1. ## Z-transform to solve difference equation

Hello all hopefully you can be of help
I have to solve the following difference equation using z transforms

Xq+2 - 5Xq+1 +6Xq = 2

conditions Xo=0 and X1=1

Not to sure how to do it

so far i have took the z transforms and got

(z^2-z) -5zx + 6x = 2z/z-1

I'm not sure if this is correct but even if it is i have no idea of what to do next
Any help would be greatly appreciated

2. Just to clarify:

You're trying to solve

$\displaystyle x_{q+2}-5x_{q+1}+6x_{q}=2$,

subject to $\displaystyle x_{0}=0$, and $\displaystyle x_{1}=1$.

Is this correct?

3. Yes thats correct using z-transforms

4. There are different definitions of the z-transform: bilateral, unilateral, and geophysical. Which one are you using? I'm guessing unilateral?

5. yeah i believe its unilateral

6. So, when I take the z-transform of the difference equation, $\displaystyle x_{q+2}-5x_{q+1}+6x_{q}=2$, I get the following:

$\displaystyle z^{2}X(z)-5zX(z)+6X(z)=2z/(z-1)$.

As with most transform techniques, the next step is to solve the problem in the new domain (i.e., solve for $\displaystyle X(z)$), and then perform the inverse z-transform. You might need partial fraction decomposition.

7. Okay im still not 100% sure

But so far i've got it to this form

2z/(z-1)(z-3)(z-2)

Then using partial fractions got it to,

-4/z-2 +1/z-1 +3/z-3

You mention inverse z-transform, have i missed a stage? or am i heading in the right direction?

(sorry being vague very new to z-transforms)

Many thanks figured it out.

8. Hmm. You can do it that way. Looking ahead, it's a bit easier to work with terms that look like $\displaystyle 1/(1-az^{-1})$. Try a partial fraction decomposition using that form. In other words, take your

$\displaystyle \frac{2z}{(z-1)(z-2)(z-3)}=\frac{2z^{-2}}{(1-z^{-1})(1-2z^{-1})(1-3z^{-1})}$, and expand it out that way.

9. If you're having difficulty expanding it out with $\displaystyle z^{-1}$'s in there, just substitute $\displaystyle y=z^{-1}$, expand it out in partial fractions, and then substitute back in for $\displaystyle z^{-1}$.

10. think i may have solved it
ended up with

-4(2^t) + 1 + 3(-3^t)

11. Hmm. That doesn't jibe with what RSolve gives me in Mathematica. Also, you want to be careful with your parentheses.

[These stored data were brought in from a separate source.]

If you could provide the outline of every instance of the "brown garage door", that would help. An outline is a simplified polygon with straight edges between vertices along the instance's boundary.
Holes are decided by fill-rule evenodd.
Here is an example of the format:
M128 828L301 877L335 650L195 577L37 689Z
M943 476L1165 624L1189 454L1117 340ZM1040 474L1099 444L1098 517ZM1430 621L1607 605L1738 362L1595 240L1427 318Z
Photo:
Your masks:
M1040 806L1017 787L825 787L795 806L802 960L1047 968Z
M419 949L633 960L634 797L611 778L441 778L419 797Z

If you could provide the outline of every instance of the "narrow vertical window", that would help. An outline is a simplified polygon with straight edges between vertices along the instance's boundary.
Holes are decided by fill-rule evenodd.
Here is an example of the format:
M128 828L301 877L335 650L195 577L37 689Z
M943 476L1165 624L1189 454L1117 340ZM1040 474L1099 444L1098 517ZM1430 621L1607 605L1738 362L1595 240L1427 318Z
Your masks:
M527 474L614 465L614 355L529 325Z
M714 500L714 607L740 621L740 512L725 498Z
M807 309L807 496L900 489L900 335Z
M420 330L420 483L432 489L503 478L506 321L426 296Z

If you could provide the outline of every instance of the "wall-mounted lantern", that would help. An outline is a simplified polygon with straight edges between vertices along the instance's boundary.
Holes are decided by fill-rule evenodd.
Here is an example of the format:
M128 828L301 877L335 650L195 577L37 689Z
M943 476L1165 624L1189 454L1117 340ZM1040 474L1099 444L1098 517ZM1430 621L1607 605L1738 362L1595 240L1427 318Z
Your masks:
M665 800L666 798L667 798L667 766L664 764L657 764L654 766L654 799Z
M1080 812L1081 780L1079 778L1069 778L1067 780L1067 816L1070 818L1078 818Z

What's being exponentiated?

I got the partial fraction expansion of

$\displaystyle \frac{1}{1-z^{-1}}-\frac{2}{1-2z^{-1}}+\frac{1}{1-3z^{-1}}$.

The inverse z-transform of this is

$\displaystyle 1-C_{1}2^{q+1}+C_{2}3^{q}$.

Plugging in the initial conditions yields two simultaneous equations:

$\displaystyle 0=1-2C_{1}+C_{2}$
$\displaystyle 1=1-4C_{1}+3C_{2}$.

Solving gives $\displaystyle C_{1}=\frac{3}{2}$, and $\displaystyle C_{2}=2$. Plugging this into the expression above yields

$\displaystyle x_{q}=1-3\cdot 2^{q}+2\cdot 3^{q}$, which is what RSolve also yields.